Of Indian Satellite Programme
In the early and mid-sixties when applications using satellites were
in experimental stages even in the United States, Dr Sarabhai was quick
to recognize their benefits for India. He foresaw that satellites could
usefully supplement ground-based systems for providing many services
in communications, direct TV broadcasting, remote sensing and meteorology.
To achieve this, Sarabhai chalked out a clear step-by-step strategy.
He was very clear that ISRO would not wait for its own satellites to
begin application development. Instead, foreign satellites would be
used in the initial stages so that applications could be proven, ground
systems could be put in place and users and scientists could be familiarized
with the new technology. Later on, these technologies could be mastered
to make indigenous systems.
Remote sensing was one of the first space applications to be put to
use in India. An aerial survey using infra-red film was carried out
from a helicopter in 1970 to study root-wilt disease of coconut plantations
in Kerala. Also, ISRO in association with France developed an infra-red
scanner, which was used for various applications in 1972. Even before
the Americans had launched the world’s first civilian remote sensing
satellite the Earth Resources Technology Satellite (later renamed as
Landsat), India had requested access to data from the satellite. As
a result, India became one of the earliest users of Landsat when the
first satellite was launched in mid-1972. Subsequently, a ground station
to receive data directly from the satellite was set up. Today, India
has a fleet of world-class civilian remote sensing satellites.
In 1962, Telstar, the world’s first communications satellite,
was launched by the US.
Sarabhai immediately recognized the potential of a communications
satellite to reach out to not only far corners of a country but across
countries and continents. In 1967, the space department conducted a
joint study with NASA to examine alternatives for television coverage
in India. It concluded that a hybrid system – involving direct
broadcast through a satellite and retransmission through conventional
terrestrial TV stations – would be the most effective path.
Two years later in 1969, NASA loaned its ATS-6 satellite for experimental
broadcast of educational TV programmes to villages in India.

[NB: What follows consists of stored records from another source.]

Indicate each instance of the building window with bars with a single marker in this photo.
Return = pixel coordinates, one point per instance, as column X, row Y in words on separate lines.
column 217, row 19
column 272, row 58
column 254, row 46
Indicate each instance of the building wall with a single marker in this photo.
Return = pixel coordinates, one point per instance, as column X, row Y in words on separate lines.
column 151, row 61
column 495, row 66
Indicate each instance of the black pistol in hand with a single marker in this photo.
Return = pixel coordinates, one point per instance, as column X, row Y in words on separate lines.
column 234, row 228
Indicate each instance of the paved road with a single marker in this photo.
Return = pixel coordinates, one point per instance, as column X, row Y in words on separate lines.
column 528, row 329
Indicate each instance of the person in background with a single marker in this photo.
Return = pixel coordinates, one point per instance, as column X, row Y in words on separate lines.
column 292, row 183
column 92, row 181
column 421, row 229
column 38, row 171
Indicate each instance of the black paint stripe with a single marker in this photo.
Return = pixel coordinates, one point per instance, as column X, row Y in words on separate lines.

Thus was
born the Satellite Instructional Television Experiment (SITE) conducted
in 1975-76. It was probably the first time that direct broadcast and
reception of TV programmes was tried on such a large scale in the world.
Some 2400 villages received community TV sets for the experiment.
In 1975, ISRO signed an agreement to use the Franco-German satellite,
Symphonie for Satellite Telecommunication Experiments Project (STEP).
One of Symphonie’s two transponders was made available to India
from June 1977 for experiments with communications over satellite, radio
networking and TV transmission.
It was in the late sixties, India first started examining the feasibility
of a domestic geostationary satellite system. A paper presented by Dr
Sarabhai in March 1970 worked out the broad details of an Indian National
Satellite (INSAT) system. The paper suggested that India should procure
the first set of satellites from abroad and build the subsequent series
in India. A high-level committee set up in 1975 to work out the scope,
timing and implementation strategy for satellite communication, proposed
a three-in-one satellite that will provide telecommunications, television
and weather data. Though such a design was complex, it was found to
be very cost-effective and suitable to a developing country like India.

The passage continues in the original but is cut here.